Similar to the MLflow configuration debugging instructions, do the following to determine if a timeout is caused by 3rd-party client APIs used in your model pipeline:
- Test the model locally with sample inputs in a notebook.
- If you see a "timed out" message in the notebook, adjust any relevant parameters for the third party client’s timeout window.
- Example "timed out" message:
APITimeoutError: Request timed out.
- Test the model serving endpoint using POST requests.
- Check the Service Logs for your endpoint or the inference tables if you enabled them.
- If you are serving a custom model see Unity Catalog inference table schema.
- If you are endpoint serves external models, provisioned throughput workloads, or agent models, see AI Gateway-enabled inference table schema.
- Check the Service Logs for your endpoint or the inference tables if you enabled them.
OpenAI client example
When you establish an OpenAI client, you can configure the timeout
parameter to change the maximum time before a request times out on the client-side. The default and maximum timeout for an OpenAI client is 10 minutes.

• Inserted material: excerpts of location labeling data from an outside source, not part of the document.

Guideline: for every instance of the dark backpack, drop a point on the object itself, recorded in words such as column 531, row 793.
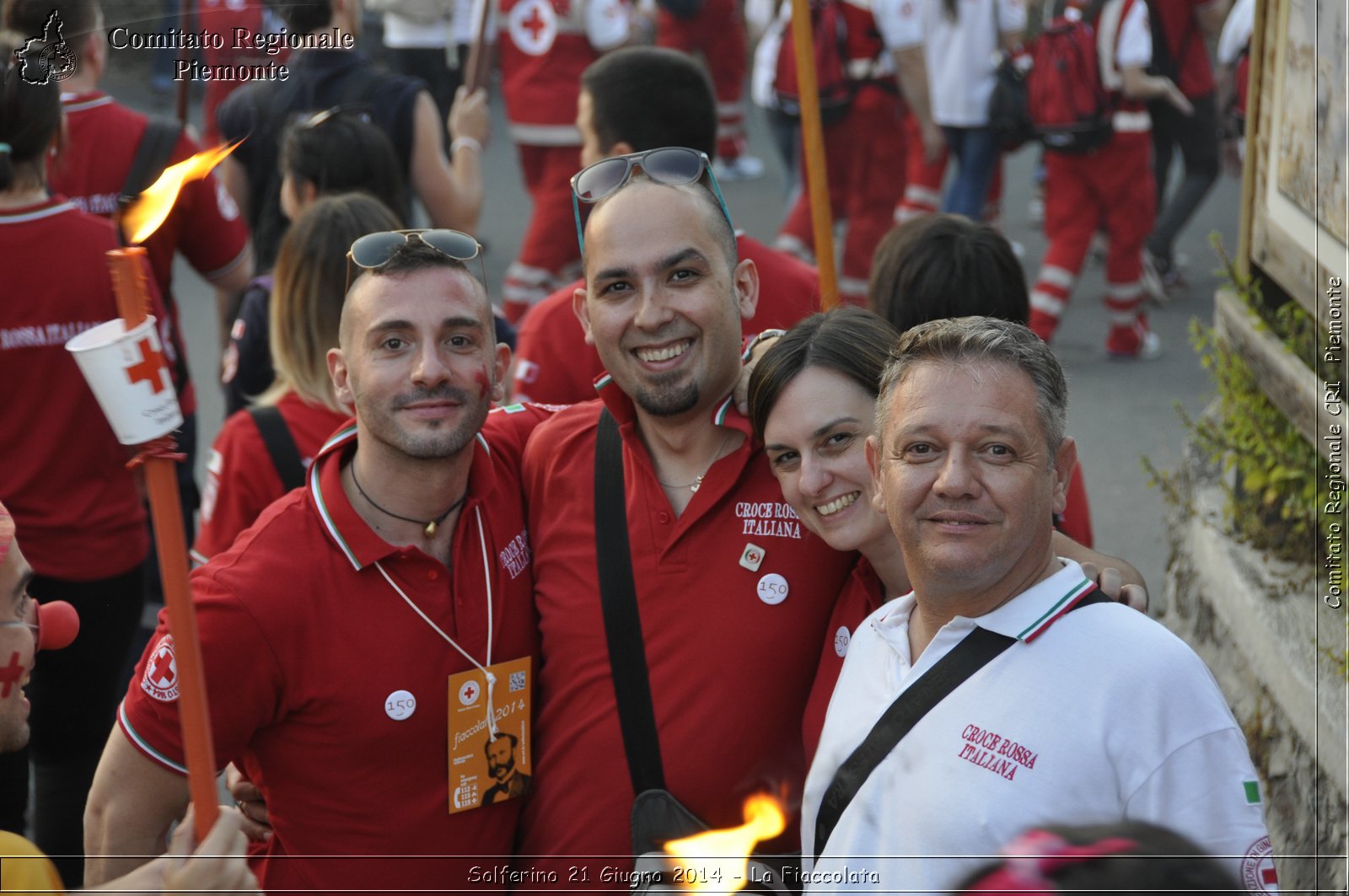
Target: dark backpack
column 1070, row 108
column 833, row 84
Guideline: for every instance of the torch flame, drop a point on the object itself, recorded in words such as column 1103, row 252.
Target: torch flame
column 150, row 209
column 717, row 861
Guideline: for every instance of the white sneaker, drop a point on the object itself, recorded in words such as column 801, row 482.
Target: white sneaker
column 742, row 168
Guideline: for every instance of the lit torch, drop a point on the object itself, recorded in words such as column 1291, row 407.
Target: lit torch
column 718, row 862
column 125, row 365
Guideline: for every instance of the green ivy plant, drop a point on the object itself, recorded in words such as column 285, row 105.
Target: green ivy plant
column 1271, row 500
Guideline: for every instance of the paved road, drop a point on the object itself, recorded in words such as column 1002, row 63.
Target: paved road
column 1120, row 410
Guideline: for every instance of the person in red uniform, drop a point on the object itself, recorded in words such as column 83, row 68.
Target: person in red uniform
column 732, row 593
column 1110, row 188
column 553, row 362
column 307, row 303
column 867, row 148
column 543, row 51
column 27, row 629
column 331, row 626
column 62, row 473
column 717, row 30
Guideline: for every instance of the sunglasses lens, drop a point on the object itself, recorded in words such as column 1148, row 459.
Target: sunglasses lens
column 674, row 166
column 600, row 180
column 374, row 249
column 458, row 246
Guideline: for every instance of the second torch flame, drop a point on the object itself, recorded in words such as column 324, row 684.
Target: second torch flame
column 150, row 209
column 717, row 861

The following example highlights how you can configure a 3rd-party client APIs timeout.
%pip install openai
dbutils.library.restartPython()
from openai import OpenAI
import os
# How to get your Databricks token: https://docs.databricks.com/en/dev-tools/auth/pat.html
DATABRICKS_TOKEN = os.environ.get('DATABRICKS_TOKEN')
client = OpenAI(
timeout=10, # Number of seconds before client times out
api_key=DATABRICKS_TOKEN,
base_url="<WORKSPACE_URL>/serving-endpoints"
)
chat_completion = client.chat.completions.create(
messages=[
{
"role": "system",
"content": "You are an AI assistant"
},
{
"role": "user",
"content": "Tell me about Large Language Models."
}
],
model="model_name",
max_tokens=256
)
For the OpenAI client, you can get around the maximum timeout window by enabling streaming.
Other timeouts
Idle endpoints warming up
If an endpoint is scaled to 0 and it receives a request that warms it up, it could potentially lead to a client-side timeout if it takes too long to warm up. This can be a cause of timeouts in pipelines that leverage steps like calls to provisioned throughput endpoints or vector search indices, as mentioned above.
Connection timeout
Connection timeouts are related to the time a client waits to establish a connection with the server. If the connection is not established within this time, the client cancels the attempt. It’s important to be aware of the clients used in your model pipeline and check the service logs and inference tables of the Model Serving endpoint for any connection timeouts. The messaging varies by service.
- For example, a SocketTimeout (for a service reading/writing to a SQL endpoint over a JDBC connection) may look like the following:
jdbc:spark://<server-hostname>:443;HttpPath=<http-path>;TransportMode=http;SSL=1[;property=value[;property=value]];SocketTimeout=300
- To find these, look for error messages containing the term "timed out" or "timeout".
Rate limits
Multiple requests made over the rate limit of an endpoint might lead to failure for additional requests. See Resource and payload limits for rate limits based on endpoint types. For third party clients, Databricks recommends that you review the documentation of the third party client you are using.